2. Patients and Method
This was a cross-sectional descriptive and analytical study with prospective data collection. It was carried out over a three-month period from July 10 to October 10, 2019. It was represented by a group of patients suffering from diabetes mellitus and who consulted in the Endocrinology department during the study period. Were included in the study, patients aged at least 18 years, suffering from diabetes mellitus (type 1 or 2), having consulted in the Endocrinology department of the CNHU-HKM, undergoing a background examination eye in the Ophthalmology department and consenting to the study. All patients with blindness and pregnant women were excluded from the study. An exhaustive recruitment of all patients meeting our study criteria was carried out. The dependent variable was represented by diabetic retinopathy. The independent variables were for non modifiable risk factors which were age, sex, type of diabetes, duration of diabetes, age of onset of diabetes, family history of diabetes and high blood pressure. Modifiable risk factors such as level of education, occupation, overweight, obesity and abdominal obesity, alcoholism, smoking, physical inactivity, nephropathy, neuropathy, treatment with insulin, oral antidiabetics (ADO) and herbal teas, diabetes imbalance (glycated hemoglobin > 7%), LDL and total hypercholesterolemia, hypertriglyceridemia and the presence of a significant 24-hour microalbuminuria.

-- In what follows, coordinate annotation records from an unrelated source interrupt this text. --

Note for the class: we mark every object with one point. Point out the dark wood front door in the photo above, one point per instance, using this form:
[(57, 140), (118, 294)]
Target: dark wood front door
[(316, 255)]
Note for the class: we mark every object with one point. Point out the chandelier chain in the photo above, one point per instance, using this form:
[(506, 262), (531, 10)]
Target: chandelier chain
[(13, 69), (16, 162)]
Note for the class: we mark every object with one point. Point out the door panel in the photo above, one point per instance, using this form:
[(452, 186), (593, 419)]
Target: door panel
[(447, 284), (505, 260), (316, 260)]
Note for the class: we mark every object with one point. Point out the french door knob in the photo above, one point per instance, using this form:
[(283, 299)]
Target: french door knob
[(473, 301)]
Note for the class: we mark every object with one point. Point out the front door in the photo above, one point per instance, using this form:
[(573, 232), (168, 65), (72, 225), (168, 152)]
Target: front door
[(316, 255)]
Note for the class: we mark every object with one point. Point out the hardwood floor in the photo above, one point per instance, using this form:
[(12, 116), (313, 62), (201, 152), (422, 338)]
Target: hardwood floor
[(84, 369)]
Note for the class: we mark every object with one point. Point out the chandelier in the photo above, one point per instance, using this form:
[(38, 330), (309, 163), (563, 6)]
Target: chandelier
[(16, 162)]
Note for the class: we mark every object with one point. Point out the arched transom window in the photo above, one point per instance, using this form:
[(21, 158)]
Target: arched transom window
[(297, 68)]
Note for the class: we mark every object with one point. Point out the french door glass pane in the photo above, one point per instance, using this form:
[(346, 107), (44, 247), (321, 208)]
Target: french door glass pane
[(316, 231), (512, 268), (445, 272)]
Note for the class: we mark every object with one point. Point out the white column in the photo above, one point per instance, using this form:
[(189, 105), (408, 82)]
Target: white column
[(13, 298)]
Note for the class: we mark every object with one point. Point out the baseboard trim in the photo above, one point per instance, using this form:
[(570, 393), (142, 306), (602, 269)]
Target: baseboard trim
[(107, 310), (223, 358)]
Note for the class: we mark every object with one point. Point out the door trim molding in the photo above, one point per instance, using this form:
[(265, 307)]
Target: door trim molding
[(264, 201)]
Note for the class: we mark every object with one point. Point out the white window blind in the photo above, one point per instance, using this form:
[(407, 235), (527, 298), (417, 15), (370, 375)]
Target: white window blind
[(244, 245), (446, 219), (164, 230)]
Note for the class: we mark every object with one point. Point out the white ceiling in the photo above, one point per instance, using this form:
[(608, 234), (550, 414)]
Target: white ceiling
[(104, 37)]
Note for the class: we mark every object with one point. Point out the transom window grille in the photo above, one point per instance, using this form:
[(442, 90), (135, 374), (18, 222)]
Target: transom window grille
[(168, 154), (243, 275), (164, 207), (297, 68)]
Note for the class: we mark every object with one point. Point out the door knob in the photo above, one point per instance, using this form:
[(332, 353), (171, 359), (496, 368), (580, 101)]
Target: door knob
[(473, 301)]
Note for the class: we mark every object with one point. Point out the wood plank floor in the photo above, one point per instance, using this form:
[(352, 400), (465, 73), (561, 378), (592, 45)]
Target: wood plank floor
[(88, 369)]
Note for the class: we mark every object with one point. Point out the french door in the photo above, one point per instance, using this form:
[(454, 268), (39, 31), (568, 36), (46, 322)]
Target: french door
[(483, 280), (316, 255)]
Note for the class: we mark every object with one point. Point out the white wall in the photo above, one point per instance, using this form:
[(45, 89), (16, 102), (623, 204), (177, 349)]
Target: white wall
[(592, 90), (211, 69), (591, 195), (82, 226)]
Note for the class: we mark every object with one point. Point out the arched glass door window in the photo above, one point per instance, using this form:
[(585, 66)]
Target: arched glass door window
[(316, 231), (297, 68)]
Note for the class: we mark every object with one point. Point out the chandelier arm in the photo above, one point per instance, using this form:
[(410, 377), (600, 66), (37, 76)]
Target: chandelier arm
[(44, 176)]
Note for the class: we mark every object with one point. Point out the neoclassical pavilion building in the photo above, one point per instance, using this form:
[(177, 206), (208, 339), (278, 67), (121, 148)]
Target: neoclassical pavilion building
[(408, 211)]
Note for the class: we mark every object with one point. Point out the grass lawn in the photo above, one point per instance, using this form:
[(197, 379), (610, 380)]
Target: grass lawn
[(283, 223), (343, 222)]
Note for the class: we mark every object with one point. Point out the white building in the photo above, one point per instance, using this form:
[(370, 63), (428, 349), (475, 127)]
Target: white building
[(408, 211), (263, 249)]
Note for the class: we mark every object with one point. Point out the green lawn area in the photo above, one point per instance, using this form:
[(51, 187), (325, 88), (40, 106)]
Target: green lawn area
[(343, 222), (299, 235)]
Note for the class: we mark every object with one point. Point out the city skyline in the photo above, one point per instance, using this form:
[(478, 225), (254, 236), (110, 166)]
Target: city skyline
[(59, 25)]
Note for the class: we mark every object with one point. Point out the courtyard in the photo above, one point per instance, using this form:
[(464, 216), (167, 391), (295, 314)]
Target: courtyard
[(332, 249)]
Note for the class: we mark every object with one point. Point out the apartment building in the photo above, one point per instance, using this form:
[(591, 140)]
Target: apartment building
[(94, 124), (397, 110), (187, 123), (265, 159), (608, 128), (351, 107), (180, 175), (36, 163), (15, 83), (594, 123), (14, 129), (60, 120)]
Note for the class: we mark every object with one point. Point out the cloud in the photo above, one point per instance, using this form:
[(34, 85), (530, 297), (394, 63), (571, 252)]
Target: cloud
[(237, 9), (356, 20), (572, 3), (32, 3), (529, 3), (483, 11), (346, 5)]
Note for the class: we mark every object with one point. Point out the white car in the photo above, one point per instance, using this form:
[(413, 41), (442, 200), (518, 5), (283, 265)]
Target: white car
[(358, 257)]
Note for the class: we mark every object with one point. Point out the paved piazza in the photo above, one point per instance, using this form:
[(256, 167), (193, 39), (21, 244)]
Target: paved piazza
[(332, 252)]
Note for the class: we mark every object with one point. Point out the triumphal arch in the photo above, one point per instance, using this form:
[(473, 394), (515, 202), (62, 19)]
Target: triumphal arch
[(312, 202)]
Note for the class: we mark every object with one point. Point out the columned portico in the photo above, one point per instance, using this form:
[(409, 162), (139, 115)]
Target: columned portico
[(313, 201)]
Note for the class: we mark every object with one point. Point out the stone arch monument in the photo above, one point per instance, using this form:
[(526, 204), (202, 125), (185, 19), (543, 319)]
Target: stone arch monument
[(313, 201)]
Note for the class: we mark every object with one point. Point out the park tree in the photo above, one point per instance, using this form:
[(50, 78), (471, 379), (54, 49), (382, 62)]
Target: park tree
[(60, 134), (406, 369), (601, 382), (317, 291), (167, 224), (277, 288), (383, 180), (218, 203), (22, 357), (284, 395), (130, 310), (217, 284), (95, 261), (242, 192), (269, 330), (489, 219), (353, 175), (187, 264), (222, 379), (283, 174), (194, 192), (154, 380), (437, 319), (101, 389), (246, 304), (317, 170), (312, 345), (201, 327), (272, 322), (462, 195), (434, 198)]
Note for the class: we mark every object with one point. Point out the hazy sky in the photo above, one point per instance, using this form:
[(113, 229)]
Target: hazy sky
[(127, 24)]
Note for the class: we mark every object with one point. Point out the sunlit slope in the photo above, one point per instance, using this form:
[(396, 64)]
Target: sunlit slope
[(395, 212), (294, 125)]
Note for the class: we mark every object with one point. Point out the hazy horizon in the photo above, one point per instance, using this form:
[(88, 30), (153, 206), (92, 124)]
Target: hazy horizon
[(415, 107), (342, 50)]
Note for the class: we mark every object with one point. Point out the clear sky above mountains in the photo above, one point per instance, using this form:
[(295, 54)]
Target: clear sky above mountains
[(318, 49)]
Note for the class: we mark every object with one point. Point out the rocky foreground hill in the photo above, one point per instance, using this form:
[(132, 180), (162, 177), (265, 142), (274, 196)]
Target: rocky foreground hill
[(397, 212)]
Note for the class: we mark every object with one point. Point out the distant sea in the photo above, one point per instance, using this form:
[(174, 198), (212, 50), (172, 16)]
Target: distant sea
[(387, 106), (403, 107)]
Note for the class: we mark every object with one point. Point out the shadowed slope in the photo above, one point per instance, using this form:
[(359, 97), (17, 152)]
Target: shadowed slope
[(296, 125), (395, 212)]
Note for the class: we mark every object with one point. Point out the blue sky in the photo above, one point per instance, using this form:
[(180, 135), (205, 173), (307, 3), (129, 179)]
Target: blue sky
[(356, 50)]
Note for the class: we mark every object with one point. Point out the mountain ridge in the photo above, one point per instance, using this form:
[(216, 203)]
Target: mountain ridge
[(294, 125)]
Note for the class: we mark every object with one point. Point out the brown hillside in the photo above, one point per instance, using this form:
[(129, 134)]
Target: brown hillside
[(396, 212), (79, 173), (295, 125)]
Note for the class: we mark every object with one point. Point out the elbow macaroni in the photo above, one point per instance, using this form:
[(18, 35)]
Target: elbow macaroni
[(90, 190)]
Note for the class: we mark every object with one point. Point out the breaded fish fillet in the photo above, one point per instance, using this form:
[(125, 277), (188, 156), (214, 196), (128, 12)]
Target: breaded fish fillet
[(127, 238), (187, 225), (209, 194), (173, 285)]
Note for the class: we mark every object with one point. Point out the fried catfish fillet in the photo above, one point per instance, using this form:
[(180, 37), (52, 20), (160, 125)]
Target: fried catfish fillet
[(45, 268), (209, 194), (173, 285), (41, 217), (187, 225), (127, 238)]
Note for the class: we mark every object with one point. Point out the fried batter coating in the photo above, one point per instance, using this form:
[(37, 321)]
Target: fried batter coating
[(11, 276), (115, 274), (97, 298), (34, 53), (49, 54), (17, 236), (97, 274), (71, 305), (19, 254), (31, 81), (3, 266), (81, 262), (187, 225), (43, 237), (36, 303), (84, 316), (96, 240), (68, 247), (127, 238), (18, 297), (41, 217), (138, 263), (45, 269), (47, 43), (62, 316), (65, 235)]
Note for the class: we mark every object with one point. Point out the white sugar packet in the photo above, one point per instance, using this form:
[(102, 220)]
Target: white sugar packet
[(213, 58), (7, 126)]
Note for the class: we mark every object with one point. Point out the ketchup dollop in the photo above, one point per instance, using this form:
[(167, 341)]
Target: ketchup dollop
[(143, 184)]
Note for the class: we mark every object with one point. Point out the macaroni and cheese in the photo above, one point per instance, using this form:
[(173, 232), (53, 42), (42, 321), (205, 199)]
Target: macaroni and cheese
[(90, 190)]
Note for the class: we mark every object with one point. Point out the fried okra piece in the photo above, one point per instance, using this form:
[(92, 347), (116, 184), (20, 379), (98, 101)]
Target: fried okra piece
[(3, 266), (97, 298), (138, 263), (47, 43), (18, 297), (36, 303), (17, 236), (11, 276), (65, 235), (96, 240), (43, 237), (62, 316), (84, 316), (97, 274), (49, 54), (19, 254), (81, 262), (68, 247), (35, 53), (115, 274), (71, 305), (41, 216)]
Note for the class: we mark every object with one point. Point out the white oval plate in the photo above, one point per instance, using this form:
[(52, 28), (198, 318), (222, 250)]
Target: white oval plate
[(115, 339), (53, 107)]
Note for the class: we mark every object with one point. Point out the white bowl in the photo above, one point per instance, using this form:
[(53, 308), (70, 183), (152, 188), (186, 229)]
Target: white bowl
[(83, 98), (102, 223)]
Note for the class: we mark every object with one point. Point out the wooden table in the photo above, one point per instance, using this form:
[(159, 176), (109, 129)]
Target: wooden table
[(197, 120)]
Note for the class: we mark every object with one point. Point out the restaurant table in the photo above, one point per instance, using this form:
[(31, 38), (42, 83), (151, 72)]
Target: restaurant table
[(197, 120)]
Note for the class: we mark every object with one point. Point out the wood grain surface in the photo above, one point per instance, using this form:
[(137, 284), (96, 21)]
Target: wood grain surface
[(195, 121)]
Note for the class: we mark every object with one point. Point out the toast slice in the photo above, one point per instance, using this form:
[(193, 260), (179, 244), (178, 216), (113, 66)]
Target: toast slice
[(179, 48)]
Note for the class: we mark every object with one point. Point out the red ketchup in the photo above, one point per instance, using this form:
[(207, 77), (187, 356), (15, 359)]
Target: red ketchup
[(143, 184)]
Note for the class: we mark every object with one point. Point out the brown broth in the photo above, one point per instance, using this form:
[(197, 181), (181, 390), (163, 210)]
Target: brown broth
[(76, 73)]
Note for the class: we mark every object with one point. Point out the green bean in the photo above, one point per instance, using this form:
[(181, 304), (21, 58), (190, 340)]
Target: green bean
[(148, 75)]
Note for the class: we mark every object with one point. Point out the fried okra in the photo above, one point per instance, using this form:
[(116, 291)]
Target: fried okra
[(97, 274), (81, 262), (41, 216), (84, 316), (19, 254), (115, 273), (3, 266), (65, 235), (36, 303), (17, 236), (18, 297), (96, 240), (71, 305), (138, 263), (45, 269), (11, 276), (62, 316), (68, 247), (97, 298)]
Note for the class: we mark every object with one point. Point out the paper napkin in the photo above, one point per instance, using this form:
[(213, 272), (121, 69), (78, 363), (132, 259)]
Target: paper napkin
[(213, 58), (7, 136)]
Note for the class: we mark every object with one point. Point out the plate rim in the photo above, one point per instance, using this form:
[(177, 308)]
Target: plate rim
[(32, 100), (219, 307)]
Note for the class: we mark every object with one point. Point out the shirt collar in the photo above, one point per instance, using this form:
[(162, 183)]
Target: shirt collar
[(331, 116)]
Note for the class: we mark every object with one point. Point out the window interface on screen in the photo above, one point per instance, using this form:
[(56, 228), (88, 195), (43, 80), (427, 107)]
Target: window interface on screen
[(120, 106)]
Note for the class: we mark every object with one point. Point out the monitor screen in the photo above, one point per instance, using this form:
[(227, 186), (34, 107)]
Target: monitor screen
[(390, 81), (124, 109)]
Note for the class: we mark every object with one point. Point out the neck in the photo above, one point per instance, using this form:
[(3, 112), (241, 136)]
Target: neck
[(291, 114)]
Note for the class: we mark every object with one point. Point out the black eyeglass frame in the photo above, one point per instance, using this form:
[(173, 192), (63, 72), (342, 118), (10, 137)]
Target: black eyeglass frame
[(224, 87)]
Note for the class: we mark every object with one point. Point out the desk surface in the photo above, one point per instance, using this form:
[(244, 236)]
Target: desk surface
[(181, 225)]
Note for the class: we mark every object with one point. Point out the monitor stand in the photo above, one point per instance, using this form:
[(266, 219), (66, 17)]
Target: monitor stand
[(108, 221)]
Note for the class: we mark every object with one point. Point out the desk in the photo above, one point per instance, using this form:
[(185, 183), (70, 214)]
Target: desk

Data collection was carried out by a questionnaire and a smartphone on which the Kobo-collect software for data recording was installed. All patients received a free fundus in the ophthalmology department. Data analysis was performed with SPSS software version 25.0. Proportions were calculated for qualitative variables. Means and standard deviations were calculated for the description of quantitative variables. Bivariate analysis was performed to identify associated factors. The comparison of the proportions was made using Fisher’s tests, Yates’s Chi2 and Pearson’s Chi2. The Fisher test was considered when the smallest theoretical size was less than or equal to 3, Yates’ Chi2 when it is greater than 3 and less than or equal to 5 and Pearson’s Chi2 when it is strictly greater than 5. The difference was statistically significant for a p-value less than 0.05. The strength of the association was assessed using the Odds Ratio (OR) and its 95% confidence interval (95% CI OR). The tables and figures were performed using Microsoft Office Word and Excel version 2016 software. The patients’ oral, free and informed consent was obtained. All data collected anonymously during the investigation was used only for this study and was kept strictly confidential. The difficulty encountered was the non-availability of patients to honor ophthalmology appointments.
3. Results
3.1. Frequency of Diabetic Retinopathy
A total of 174 subjects were included, of which 53 had diabetic retinopathy, then a frequency of 30.46%.
3.2. Risks Factors Associated with Diabetic Retinopathy
3.2.1. Modifiable Risk Factors
Sociodemographic Characteristics
Table 1 shows the distribution of diabetic retinopathy according to marital status, level of education, professional status and religion.
Occupation was the only modifiable socio-demographic factor associated with the occurrence of diabetic retinopathy (p = 0.035). Retired people (odds ratio at 13.51 with a confidence interval between 1.70 and 107.25) as well as employees
Table 1. Diabetic retinopathy (DR) according to marital status, level of education, professional status and religion.
* = significative p.
(odds ratio at 11.51 with a confidence interval between 1.42 and 92.74) were the most affected by diabetic retinopathy.
3.2.2. Behavioral Factors
Table 2 illustrates the distribution of the occurrence of diabetic retinopathy (DR) according to behavioral factors.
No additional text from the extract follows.